Memory-protection units (MPUs) have been available for years on processors such as the Cortex-M, and yet, embedded developers shy away from using them. Is it because they aren’t useful? Is it because MPUs are complex devices? Do they add too much overhead? In this article, and the subsequent multi-part series, these questions and more will be answered.
In Part 1, I’ll cover MPU basics using generic concepts. Then, I’ll get into specifics using the MPU found in an ARM Cortex-M. Finally, I’ll show you how to organize your code by processes, how a process can communicate with one another, what happens when a process accesses memory or I/O outside of its assigned memory, and finally, offer some recommendations when using an MPU.
I’ll start off with a brief description of what an RTOS is and then show how an MPU fits into the picture. An RTOS (a.k.a., real-time kernel) is software that manages the time of a central processing unit (CPU) or a microprocessing unit (MPU) as efficiently as possible. Most RTOSs are written in C and require a small portion of code written in assembly language to adapt the RTOS to different CPU architectures.
When you design an application (your code) with an RTOS, you simply split the work into tasks, each responsible for a portion of the job. A task (also called a thread) is a simple program that thinks it has the CPU all to itself. Only one task can execute at any given time on a single CPU. Your application code also needs to assign a priority to each task based on the task importance and a stack (RAM) for each task. In fact, adding low-priority tasks will generally not affect a system’s responsiveness to higher-priority tasks. A task is also typically implemented as an infinite loop. The RTOS is responsible for the management of tasks. This is called multitasking.
Multitasking is the process of scheduling and switching the CPU between several sequential tasks. It provides the illusion of having multiple CPUs and maximizes the use of the CPU, as shown in Figure 1. Multitasking also helps in the creation of modular applications. With an RTOS, application programs are easier to design and maintain.
[Figure 1 | The RTOS decides which task the CPU will execute based on events.]
Most commercial RTOSs are preemptive, which means that the RTOS always runs the most important task that is ready-to-run. Preemptive RTOSs are also event driven, which means that tasks are designed to wait for events to occur to execute.
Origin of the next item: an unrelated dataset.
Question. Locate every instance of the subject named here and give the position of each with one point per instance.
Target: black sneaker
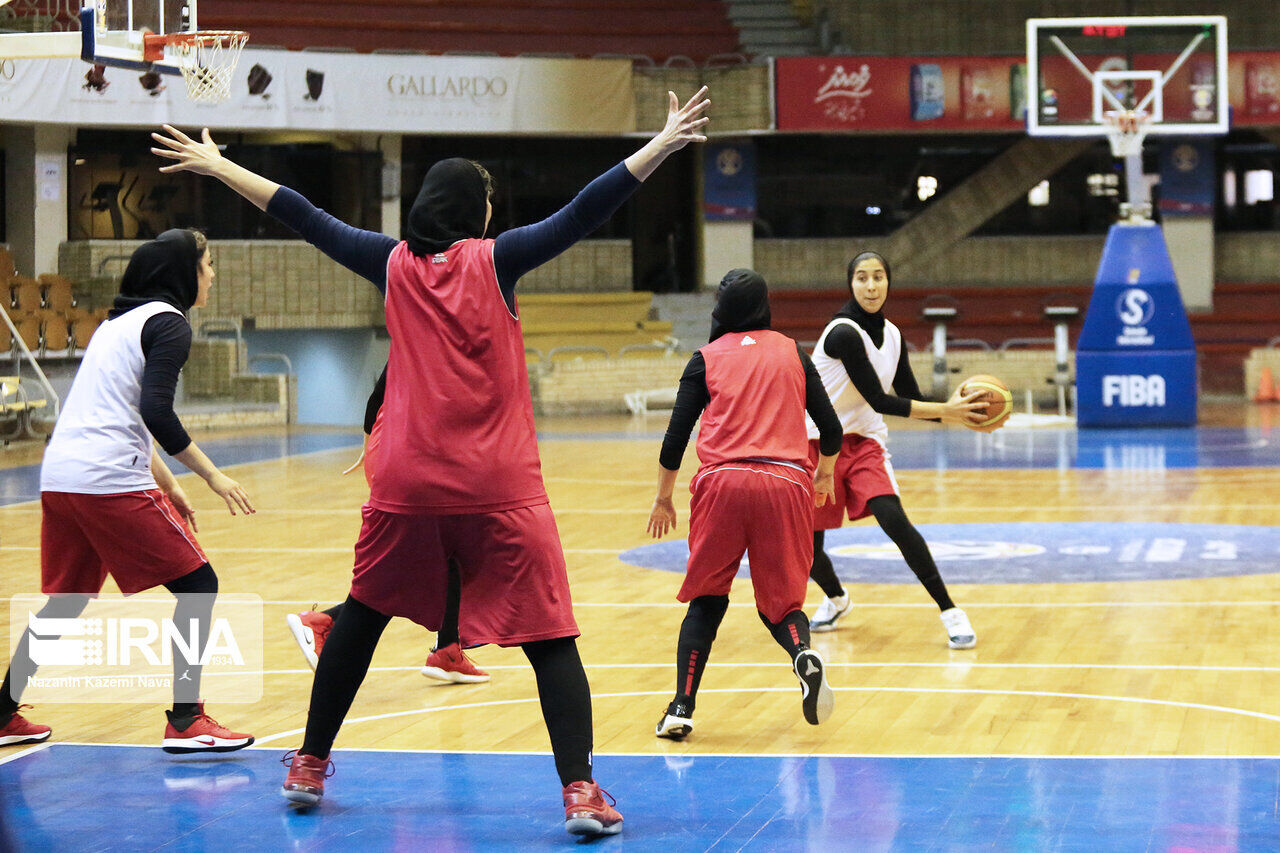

For example, a task can wait for a packet to be received on an Ethernet controller; another task can wait for a timer to expire, and yet another can wait for a character to be received on a UART. When the event occurs, the task executes and performs its function, if it becomes the highest priority task. If the event that the task is waiting for does not occur, the RTOS runs other tasks.
Waiting tasks consume zero CPU time. Signaling and waiting for events is accomplished through RTOS API calls. RTOSs allow you to avoid polling loops, which would be a poor use of the CPU’s time. The example below shows how a typical task is implemented:
The event that the task waits for can be triggered either from a task or a peripheral device interrupt handler through an RTOS API call. The API would typically run the RTOS scheduler, which would then decide to either switch to a new, more important task or simply resume the interrupted task (if the event was from an interrupt).
An RTOS provides many useful services to a programmer, such as multitasking, interrupt management, inter-task communication and signaling, resource management, time management, memory partition management and more.
An RTOS can be used in simple applications where there are only a handful of tasks, but it’is a must-have tool in applications that require complex and time-consuming communication stacks, such as TCP/IP, USB (host and/or device), CAN, Bluetooth, Zigbee, and more. An RTOS is also highly recommended whenever an application needs a file system to store and retrieve data as well as when a product is equipped with some sort of graphical display (black and white, grayscale, or color). Finally, an RTOS provides an application with valuable services that make designing a system easier.
For performance reasons, most RTOSs are designed to run application code in privileged (or supervisor) mode, thus allowing those applications full control of the CPU and its resources. This is illustrated in Figure 2, where all tasks and ISRs have unrestricted access to memory and peripherals. Unfortunately, this implies that application code can corrupt the stacks or variables of other tasks either accidentally or purposely. In addition, allowing any task or ISR full access to all peripherals can have dire consequences.
[Figure 2 | Shown is an RTOS and application code running with full privileges.]
What is an MPU?
An MPU is hardware that limits access to memory and peripheral devices to only the code that needs to access those resources. It enhances both the stability and safety of embedded applications and is thus often used in safety-critical applications such as medical devices, avionics, industrial control, and nuclear power plants.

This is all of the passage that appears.